Of course, the idea of wormholes in the public imagination owes almost everything to fiction. The very premise of television shows such as Stargate SG-1 and Sliders owe their existence to wormholes.  Characters are either zipping from our Milky Way to the Pegasus galaxy, as in Stargate, or they are shifting between parallel universes, as in Sliders.

Indeed, Carl Sagan’s 1985 novel, and ensuing 1997 movie, Contact created a cottage industry among theoretical physicists. Jodie Foster’s character travels 24 light years through an Einstein-Rosen bridge to the star Vega.  Analysis of the story by Kip Thorne, as a favour to Sagan, is cited by Thorne as the initial impetus for his work on wormhole physics.

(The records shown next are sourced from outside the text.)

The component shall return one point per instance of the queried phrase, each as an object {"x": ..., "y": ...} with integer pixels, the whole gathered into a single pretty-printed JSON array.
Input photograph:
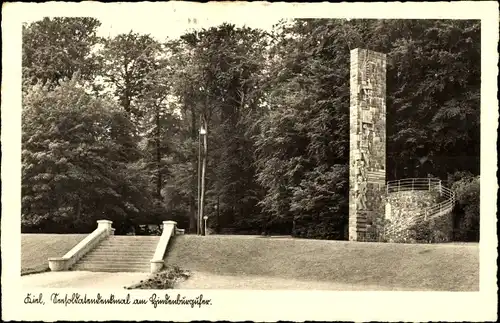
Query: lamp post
[
  {"x": 205, "y": 226},
  {"x": 201, "y": 176},
  {"x": 218, "y": 218}
]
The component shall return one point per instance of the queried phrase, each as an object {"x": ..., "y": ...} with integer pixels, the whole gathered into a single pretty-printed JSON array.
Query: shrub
[{"x": 466, "y": 221}]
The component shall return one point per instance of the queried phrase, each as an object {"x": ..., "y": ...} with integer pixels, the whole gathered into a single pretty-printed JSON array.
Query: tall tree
[
  {"x": 80, "y": 162},
  {"x": 56, "y": 48},
  {"x": 127, "y": 59}
]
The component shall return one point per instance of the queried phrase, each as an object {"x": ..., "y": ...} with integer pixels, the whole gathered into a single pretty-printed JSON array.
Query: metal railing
[{"x": 422, "y": 184}]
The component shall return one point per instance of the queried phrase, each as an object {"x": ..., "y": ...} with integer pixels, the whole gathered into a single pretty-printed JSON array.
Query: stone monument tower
[{"x": 367, "y": 156}]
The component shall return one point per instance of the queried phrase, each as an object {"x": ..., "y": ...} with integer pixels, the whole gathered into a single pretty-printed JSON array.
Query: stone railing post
[
  {"x": 65, "y": 262},
  {"x": 105, "y": 224},
  {"x": 168, "y": 231}
]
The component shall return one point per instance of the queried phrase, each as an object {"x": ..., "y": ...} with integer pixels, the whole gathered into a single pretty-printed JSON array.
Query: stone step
[
  {"x": 120, "y": 254},
  {"x": 120, "y": 262},
  {"x": 128, "y": 247},
  {"x": 115, "y": 270}
]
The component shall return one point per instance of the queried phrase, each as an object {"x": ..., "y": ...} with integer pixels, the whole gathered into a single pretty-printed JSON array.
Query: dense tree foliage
[
  {"x": 122, "y": 138},
  {"x": 56, "y": 48},
  {"x": 80, "y": 162}
]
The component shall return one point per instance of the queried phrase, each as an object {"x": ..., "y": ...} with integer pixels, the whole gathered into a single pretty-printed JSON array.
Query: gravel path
[
  {"x": 200, "y": 280},
  {"x": 82, "y": 279}
]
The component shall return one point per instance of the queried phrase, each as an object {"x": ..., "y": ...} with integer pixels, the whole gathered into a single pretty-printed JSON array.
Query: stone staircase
[
  {"x": 425, "y": 207},
  {"x": 120, "y": 254}
]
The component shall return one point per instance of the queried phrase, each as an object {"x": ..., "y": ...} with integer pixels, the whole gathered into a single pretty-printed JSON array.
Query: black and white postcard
[{"x": 243, "y": 161}]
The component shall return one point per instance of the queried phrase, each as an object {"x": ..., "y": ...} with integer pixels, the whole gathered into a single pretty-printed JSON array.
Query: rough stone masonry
[{"x": 367, "y": 156}]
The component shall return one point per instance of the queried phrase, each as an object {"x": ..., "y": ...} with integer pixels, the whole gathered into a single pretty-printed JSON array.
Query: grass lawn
[
  {"x": 445, "y": 267},
  {"x": 37, "y": 248}
]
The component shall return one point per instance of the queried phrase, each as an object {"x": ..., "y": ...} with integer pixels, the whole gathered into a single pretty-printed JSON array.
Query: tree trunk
[
  {"x": 158, "y": 155},
  {"x": 203, "y": 170},
  {"x": 192, "y": 201}
]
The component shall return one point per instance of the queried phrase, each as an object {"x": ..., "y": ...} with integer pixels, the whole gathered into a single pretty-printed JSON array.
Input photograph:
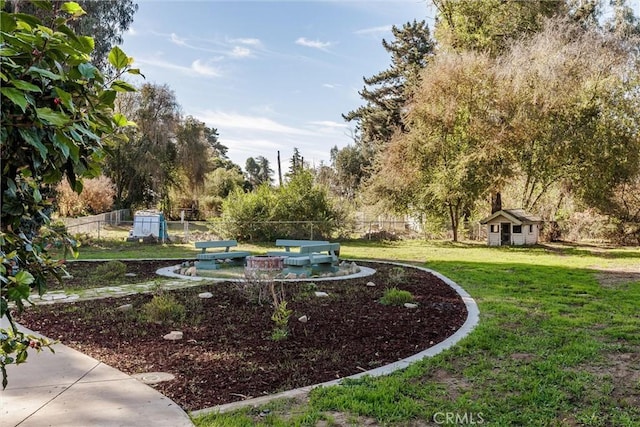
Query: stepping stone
[{"x": 154, "y": 377}]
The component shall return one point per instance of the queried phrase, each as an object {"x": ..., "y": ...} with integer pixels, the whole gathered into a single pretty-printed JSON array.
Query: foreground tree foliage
[
  {"x": 56, "y": 107},
  {"x": 105, "y": 20}
]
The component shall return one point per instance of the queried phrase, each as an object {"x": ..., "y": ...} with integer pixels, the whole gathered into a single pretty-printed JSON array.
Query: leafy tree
[
  {"x": 56, "y": 106},
  {"x": 349, "y": 163},
  {"x": 104, "y": 21},
  {"x": 268, "y": 213},
  {"x": 195, "y": 145},
  {"x": 296, "y": 163},
  {"x": 258, "y": 171},
  {"x": 144, "y": 167},
  {"x": 491, "y": 25},
  {"x": 444, "y": 163},
  {"x": 569, "y": 99}
]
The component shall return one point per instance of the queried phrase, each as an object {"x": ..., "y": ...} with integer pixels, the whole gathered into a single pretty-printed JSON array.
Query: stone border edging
[{"x": 473, "y": 318}]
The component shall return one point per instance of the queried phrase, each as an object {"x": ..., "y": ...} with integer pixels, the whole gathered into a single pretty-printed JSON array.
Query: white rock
[{"x": 173, "y": 336}]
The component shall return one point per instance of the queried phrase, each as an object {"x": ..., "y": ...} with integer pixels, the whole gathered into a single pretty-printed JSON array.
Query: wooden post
[{"x": 279, "y": 170}]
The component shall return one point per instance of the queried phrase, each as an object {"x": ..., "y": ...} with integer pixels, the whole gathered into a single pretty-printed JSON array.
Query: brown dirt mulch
[{"x": 227, "y": 353}]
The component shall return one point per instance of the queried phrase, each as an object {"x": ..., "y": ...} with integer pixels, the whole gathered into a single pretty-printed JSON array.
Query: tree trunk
[{"x": 496, "y": 202}]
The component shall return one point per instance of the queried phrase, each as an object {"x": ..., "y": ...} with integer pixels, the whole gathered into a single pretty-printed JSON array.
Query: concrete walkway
[{"x": 71, "y": 389}]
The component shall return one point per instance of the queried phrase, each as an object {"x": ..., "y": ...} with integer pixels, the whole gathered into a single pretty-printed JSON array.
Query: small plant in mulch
[
  {"x": 164, "y": 309},
  {"x": 395, "y": 296},
  {"x": 397, "y": 275},
  {"x": 112, "y": 270},
  {"x": 280, "y": 317}
]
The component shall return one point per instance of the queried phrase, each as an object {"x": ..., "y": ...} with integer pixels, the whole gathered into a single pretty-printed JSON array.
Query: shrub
[
  {"x": 395, "y": 296},
  {"x": 98, "y": 194},
  {"x": 96, "y": 197},
  {"x": 111, "y": 270},
  {"x": 164, "y": 308},
  {"x": 69, "y": 202}
]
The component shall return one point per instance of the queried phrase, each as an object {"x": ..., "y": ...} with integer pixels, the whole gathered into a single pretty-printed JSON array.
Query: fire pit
[{"x": 265, "y": 263}]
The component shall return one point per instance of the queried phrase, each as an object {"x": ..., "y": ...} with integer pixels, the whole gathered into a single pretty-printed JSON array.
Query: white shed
[
  {"x": 149, "y": 223},
  {"x": 512, "y": 227}
]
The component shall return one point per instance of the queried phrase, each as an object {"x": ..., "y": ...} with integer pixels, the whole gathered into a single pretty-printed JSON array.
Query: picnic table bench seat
[
  {"x": 289, "y": 244},
  {"x": 313, "y": 259},
  {"x": 212, "y": 260}
]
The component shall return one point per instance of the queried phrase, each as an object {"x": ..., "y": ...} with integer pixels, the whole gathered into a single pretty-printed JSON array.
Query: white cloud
[
  {"x": 330, "y": 124},
  {"x": 240, "y": 52},
  {"x": 204, "y": 69},
  {"x": 197, "y": 68},
  {"x": 247, "y": 41},
  {"x": 219, "y": 119},
  {"x": 374, "y": 31},
  {"x": 316, "y": 44},
  {"x": 177, "y": 40}
]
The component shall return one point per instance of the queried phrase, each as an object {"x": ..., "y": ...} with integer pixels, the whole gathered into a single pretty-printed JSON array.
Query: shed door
[{"x": 505, "y": 233}]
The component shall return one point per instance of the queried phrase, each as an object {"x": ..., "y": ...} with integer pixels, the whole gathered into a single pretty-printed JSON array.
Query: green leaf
[
  {"x": 122, "y": 86},
  {"x": 87, "y": 70},
  {"x": 136, "y": 71},
  {"x": 118, "y": 58},
  {"x": 16, "y": 96},
  {"x": 22, "y": 85},
  {"x": 37, "y": 197},
  {"x": 21, "y": 357},
  {"x": 108, "y": 97},
  {"x": 65, "y": 98},
  {"x": 73, "y": 8},
  {"x": 32, "y": 139},
  {"x": 7, "y": 22},
  {"x": 42, "y": 4},
  {"x": 86, "y": 43},
  {"x": 44, "y": 73},
  {"x": 54, "y": 118}
]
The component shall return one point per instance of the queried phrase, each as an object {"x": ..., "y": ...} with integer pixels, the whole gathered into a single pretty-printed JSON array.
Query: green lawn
[{"x": 558, "y": 344}]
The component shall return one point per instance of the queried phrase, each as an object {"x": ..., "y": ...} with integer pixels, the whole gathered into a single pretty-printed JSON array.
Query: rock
[
  {"x": 125, "y": 307},
  {"x": 173, "y": 336}
]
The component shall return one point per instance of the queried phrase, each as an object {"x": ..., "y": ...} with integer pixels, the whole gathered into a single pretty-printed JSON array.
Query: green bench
[
  {"x": 288, "y": 244},
  {"x": 313, "y": 259},
  {"x": 212, "y": 260}
]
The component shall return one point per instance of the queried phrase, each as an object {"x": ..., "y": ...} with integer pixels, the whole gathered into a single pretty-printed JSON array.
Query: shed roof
[{"x": 516, "y": 216}]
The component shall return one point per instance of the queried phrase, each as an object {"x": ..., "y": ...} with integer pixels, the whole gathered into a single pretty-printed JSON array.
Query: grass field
[{"x": 558, "y": 343}]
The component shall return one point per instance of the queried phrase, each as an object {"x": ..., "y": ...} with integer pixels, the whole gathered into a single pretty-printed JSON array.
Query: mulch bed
[{"x": 227, "y": 353}]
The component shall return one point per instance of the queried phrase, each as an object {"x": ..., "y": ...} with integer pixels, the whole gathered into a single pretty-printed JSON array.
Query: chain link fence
[{"x": 117, "y": 226}]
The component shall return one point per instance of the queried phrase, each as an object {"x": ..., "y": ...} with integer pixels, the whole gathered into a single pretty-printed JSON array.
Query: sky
[{"x": 268, "y": 75}]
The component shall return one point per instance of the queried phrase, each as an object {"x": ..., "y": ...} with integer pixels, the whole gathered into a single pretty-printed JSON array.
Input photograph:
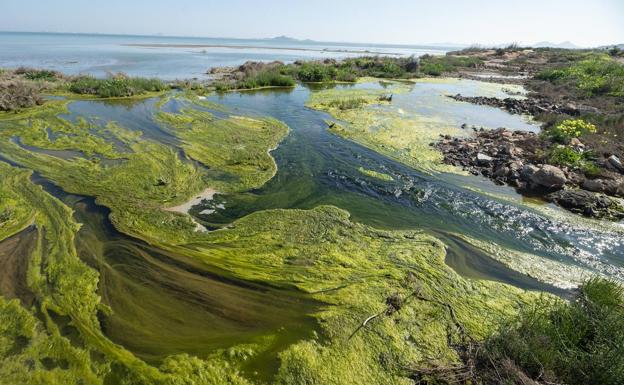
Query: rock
[
  {"x": 483, "y": 159},
  {"x": 527, "y": 171},
  {"x": 595, "y": 185},
  {"x": 550, "y": 177},
  {"x": 616, "y": 163},
  {"x": 516, "y": 165},
  {"x": 501, "y": 172}
]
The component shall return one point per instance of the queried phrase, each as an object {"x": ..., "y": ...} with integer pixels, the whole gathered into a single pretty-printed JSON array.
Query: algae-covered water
[{"x": 164, "y": 302}]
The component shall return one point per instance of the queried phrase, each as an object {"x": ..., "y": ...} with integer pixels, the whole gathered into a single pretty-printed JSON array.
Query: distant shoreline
[{"x": 171, "y": 45}]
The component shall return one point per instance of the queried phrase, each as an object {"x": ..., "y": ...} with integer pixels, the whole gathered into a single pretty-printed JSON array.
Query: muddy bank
[
  {"x": 533, "y": 105},
  {"x": 517, "y": 158}
]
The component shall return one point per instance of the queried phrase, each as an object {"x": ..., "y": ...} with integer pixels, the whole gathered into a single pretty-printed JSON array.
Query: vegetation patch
[
  {"x": 552, "y": 341},
  {"x": 115, "y": 86},
  {"x": 598, "y": 75},
  {"x": 367, "y": 117},
  {"x": 376, "y": 174}
]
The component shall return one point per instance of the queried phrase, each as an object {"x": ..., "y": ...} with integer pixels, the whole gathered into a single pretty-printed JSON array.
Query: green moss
[
  {"x": 376, "y": 174},
  {"x": 235, "y": 145},
  {"x": 15, "y": 213},
  {"x": 373, "y": 124},
  {"x": 350, "y": 268}
]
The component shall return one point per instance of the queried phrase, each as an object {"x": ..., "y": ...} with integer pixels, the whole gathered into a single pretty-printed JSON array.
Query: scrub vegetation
[
  {"x": 369, "y": 298},
  {"x": 366, "y": 116},
  {"x": 385, "y": 307},
  {"x": 26, "y": 87},
  {"x": 115, "y": 86},
  {"x": 252, "y": 75},
  {"x": 552, "y": 341}
]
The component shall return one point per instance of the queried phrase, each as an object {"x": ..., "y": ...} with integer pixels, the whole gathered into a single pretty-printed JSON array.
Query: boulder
[
  {"x": 501, "y": 172},
  {"x": 527, "y": 171},
  {"x": 516, "y": 165},
  {"x": 616, "y": 163},
  {"x": 595, "y": 185},
  {"x": 483, "y": 159},
  {"x": 549, "y": 177}
]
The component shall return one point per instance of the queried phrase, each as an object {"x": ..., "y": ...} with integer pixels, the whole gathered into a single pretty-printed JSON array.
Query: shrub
[
  {"x": 16, "y": 94},
  {"x": 35, "y": 74},
  {"x": 437, "y": 65},
  {"x": 576, "y": 342},
  {"x": 565, "y": 156},
  {"x": 570, "y": 128},
  {"x": 598, "y": 75},
  {"x": 115, "y": 86},
  {"x": 348, "y": 103},
  {"x": 315, "y": 72}
]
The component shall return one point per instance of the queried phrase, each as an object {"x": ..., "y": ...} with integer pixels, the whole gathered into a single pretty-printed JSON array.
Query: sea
[{"x": 168, "y": 57}]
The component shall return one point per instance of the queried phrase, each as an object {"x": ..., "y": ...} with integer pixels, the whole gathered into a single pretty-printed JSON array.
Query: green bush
[
  {"x": 570, "y": 128},
  {"x": 577, "y": 343},
  {"x": 598, "y": 75},
  {"x": 270, "y": 77},
  {"x": 437, "y": 65},
  {"x": 348, "y": 103},
  {"x": 565, "y": 156},
  {"x": 316, "y": 72},
  {"x": 115, "y": 86},
  {"x": 17, "y": 94},
  {"x": 34, "y": 74}
]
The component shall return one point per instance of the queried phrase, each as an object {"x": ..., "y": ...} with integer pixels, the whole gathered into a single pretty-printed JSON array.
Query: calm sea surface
[{"x": 173, "y": 57}]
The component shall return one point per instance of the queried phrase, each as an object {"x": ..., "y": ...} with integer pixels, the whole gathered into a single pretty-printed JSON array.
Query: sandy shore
[
  {"x": 158, "y": 45},
  {"x": 185, "y": 207}
]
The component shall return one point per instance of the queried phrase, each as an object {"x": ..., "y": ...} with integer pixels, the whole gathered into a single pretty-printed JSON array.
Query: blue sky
[{"x": 586, "y": 23}]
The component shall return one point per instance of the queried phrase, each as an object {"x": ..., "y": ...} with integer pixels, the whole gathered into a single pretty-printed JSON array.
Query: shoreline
[
  {"x": 184, "y": 208},
  {"x": 233, "y": 46}
]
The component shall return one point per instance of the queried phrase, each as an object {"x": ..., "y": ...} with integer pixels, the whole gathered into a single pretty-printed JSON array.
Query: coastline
[{"x": 234, "y": 46}]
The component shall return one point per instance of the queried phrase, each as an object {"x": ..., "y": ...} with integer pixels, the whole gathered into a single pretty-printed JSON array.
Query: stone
[
  {"x": 550, "y": 177},
  {"x": 595, "y": 185},
  {"x": 527, "y": 171},
  {"x": 516, "y": 165},
  {"x": 616, "y": 163},
  {"x": 483, "y": 159},
  {"x": 501, "y": 172}
]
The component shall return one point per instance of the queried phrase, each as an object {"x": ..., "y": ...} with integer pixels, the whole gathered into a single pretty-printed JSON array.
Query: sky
[{"x": 485, "y": 22}]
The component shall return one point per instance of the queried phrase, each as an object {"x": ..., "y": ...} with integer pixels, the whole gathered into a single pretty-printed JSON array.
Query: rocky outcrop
[
  {"x": 517, "y": 158},
  {"x": 531, "y": 106},
  {"x": 548, "y": 177}
]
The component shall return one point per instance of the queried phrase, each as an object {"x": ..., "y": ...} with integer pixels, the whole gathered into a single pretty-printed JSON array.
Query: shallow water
[
  {"x": 100, "y": 54},
  {"x": 164, "y": 303}
]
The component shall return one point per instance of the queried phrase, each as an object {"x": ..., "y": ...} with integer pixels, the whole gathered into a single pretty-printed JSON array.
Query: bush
[
  {"x": 348, "y": 103},
  {"x": 437, "y": 65},
  {"x": 570, "y": 128},
  {"x": 598, "y": 75},
  {"x": 116, "y": 86},
  {"x": 16, "y": 94},
  {"x": 565, "y": 156},
  {"x": 315, "y": 72},
  {"x": 576, "y": 343},
  {"x": 35, "y": 74}
]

Unlike a black hole, a one-way journey to oblivion, a wormhole has two mouths.  An exit, and an entrance.  Thorne figured that some form of antigravity might control such wormholes so they can be used as the shortcut through hyperspace envisaged by John Campbell in 1931.

So, we need a dash of exotic matter.  Composed of hypothetical particles, this exotic material of negative mass and antigravity properties, would provide the pressure needed to keep the wormhole throat from imploding.  In this way, Thorne and many other physicists believe that a stable wormhole can be created, and readily turned into a time machine.

“This is a final passenger call for The Crucifixion”.